大齐内部风雨飘摇,无数小势力闻风而倒,纷纷倒向大夏。
云中城,巨大的城池依山而建,云雾腾腾如在云中,因以而得名。
城主府上,圣武候风俊林、烈武侯王博龙、天工部尚书徐宏、户部尚书卫兆,孙家家主孙不凡及一众族老端坐。
谈判在进行。
“几位大人,孙家虽丢了云中城,但不代表我们没有了抵抗之力。”一位族老阴沉道。
殿内气氛凝重,双方讨价还价据理力争。
“孙家主,北方幽州征北军再过些时日就可分兵南下,孰轻孰重还望多多考量。”卫兆轻笑道,神情轻松,打破沉闷。
“当然,我孙家所求不过与风柏姜周齐等几个世家同等待遇,只是,每年的税务还望降一降。”孙不凡三十多岁模样,眼神深邃,目不斜视,扫视上方端坐的几人。
“孙家主久居中州,可不知其他大州的贫瘠啊,这点税务对孙家来说不过九牛一毛。”徐宏也轻笑道。
“况且,家主你封王,封地百万里,自然也差不了现在多少。”
几位长老双目直欲喷火,实在屈辱至极,一年一亿龙钱,你给我说是九牛一毛?庞大的家族不花钱的吗?还要将族内骄子送往朝歌,简直欺人太甚。
圣武候风俊林开口道:“几位族老静心,肝火伤身,你看我风家不也一年一亿龙钱?况且,我部大军可正是士气浓厚。”
几位孙家族老顿时看向这个还不到一百岁的“年轻人”,现任风家主的亲弟弟。
孙不凡目光闪烁,发出了一声叹息,“实在不忍大好儿郎们葬身沙场,我说服了家族一众族老,孙家能有此诚意,还是望几位大人降一降。”

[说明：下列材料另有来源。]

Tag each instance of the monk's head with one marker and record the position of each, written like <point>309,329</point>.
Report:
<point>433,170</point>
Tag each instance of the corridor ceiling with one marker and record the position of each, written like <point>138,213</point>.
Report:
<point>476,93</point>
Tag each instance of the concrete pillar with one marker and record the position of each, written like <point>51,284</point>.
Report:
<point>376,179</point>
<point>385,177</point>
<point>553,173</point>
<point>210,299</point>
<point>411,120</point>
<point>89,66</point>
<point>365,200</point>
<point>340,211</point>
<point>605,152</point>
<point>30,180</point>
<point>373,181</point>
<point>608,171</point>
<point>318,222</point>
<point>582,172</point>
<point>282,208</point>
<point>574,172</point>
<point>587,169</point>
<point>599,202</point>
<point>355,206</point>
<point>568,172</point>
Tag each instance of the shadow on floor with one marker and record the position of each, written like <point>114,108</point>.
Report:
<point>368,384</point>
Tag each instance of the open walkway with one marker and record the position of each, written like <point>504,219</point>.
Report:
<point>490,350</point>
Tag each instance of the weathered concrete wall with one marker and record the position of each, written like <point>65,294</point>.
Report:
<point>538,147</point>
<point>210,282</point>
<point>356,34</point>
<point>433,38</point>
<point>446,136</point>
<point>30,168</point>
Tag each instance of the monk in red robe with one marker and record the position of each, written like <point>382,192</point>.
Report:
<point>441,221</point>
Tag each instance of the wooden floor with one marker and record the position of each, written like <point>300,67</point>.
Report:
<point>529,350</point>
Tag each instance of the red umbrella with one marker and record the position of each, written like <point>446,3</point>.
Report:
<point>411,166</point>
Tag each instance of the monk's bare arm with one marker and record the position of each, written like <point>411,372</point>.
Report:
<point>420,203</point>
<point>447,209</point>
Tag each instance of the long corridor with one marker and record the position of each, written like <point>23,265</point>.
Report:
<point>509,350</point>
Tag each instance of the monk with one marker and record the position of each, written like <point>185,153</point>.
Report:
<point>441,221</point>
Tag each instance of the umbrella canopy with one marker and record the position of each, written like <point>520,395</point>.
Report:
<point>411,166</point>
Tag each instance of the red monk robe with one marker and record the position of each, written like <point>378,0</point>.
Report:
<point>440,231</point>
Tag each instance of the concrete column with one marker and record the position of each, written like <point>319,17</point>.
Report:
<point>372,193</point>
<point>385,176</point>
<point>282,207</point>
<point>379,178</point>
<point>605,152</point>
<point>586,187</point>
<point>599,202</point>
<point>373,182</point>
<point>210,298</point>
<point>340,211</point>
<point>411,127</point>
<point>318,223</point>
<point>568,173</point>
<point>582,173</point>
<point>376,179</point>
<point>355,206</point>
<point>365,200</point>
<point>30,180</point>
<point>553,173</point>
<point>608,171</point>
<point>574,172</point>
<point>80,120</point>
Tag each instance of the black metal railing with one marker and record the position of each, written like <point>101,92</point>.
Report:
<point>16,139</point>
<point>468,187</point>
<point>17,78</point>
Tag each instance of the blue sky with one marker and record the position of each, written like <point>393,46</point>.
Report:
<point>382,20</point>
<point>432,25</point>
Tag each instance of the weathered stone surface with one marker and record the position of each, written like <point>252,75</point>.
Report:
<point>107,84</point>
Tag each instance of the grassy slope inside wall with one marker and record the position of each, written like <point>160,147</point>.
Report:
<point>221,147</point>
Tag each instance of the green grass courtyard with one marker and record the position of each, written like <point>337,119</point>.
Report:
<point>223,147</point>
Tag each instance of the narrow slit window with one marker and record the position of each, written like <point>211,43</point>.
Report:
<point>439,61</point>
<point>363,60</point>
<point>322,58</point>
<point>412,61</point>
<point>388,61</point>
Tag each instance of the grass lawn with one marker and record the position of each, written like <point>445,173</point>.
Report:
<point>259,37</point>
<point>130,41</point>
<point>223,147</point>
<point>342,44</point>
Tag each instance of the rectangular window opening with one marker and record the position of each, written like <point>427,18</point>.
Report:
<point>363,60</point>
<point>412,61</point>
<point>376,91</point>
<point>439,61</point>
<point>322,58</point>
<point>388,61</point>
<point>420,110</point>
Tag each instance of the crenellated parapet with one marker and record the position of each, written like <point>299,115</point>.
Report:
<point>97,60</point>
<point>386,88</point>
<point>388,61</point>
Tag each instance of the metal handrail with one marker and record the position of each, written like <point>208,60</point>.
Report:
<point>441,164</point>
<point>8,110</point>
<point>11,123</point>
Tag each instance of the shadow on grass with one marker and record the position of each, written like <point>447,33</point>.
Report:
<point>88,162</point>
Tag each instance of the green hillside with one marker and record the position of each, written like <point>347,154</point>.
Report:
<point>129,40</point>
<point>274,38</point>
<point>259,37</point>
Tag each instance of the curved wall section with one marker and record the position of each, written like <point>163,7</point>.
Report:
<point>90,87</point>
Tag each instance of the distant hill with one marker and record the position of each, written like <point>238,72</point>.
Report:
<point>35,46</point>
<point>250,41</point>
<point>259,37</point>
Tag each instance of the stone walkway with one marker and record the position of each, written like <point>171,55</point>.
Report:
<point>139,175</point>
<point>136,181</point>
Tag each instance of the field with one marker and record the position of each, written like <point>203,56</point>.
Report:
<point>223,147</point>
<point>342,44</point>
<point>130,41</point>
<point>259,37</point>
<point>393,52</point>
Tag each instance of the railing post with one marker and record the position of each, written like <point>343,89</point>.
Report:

上首几人对视片刻,似在无声交流,徐宏对着卫兆微微点了点头,卫兆开口道:“孙家主,众位前辈,我们能直接做主的最低就是八千万,但是孙家齐天棍得入朝歌。”
“不可能!”孙不凡和几位族老腾地站起。
徐宏伸手虚按,微微笑道:“孙家主别激动,入朝歌不代表就属于朝歌了,依旧是孙家的,神器有灵,你可以随时召回,只是表明一个态度而已,如果你们同意,我可以做主再降五百万,否则我们就不用再谈下去。”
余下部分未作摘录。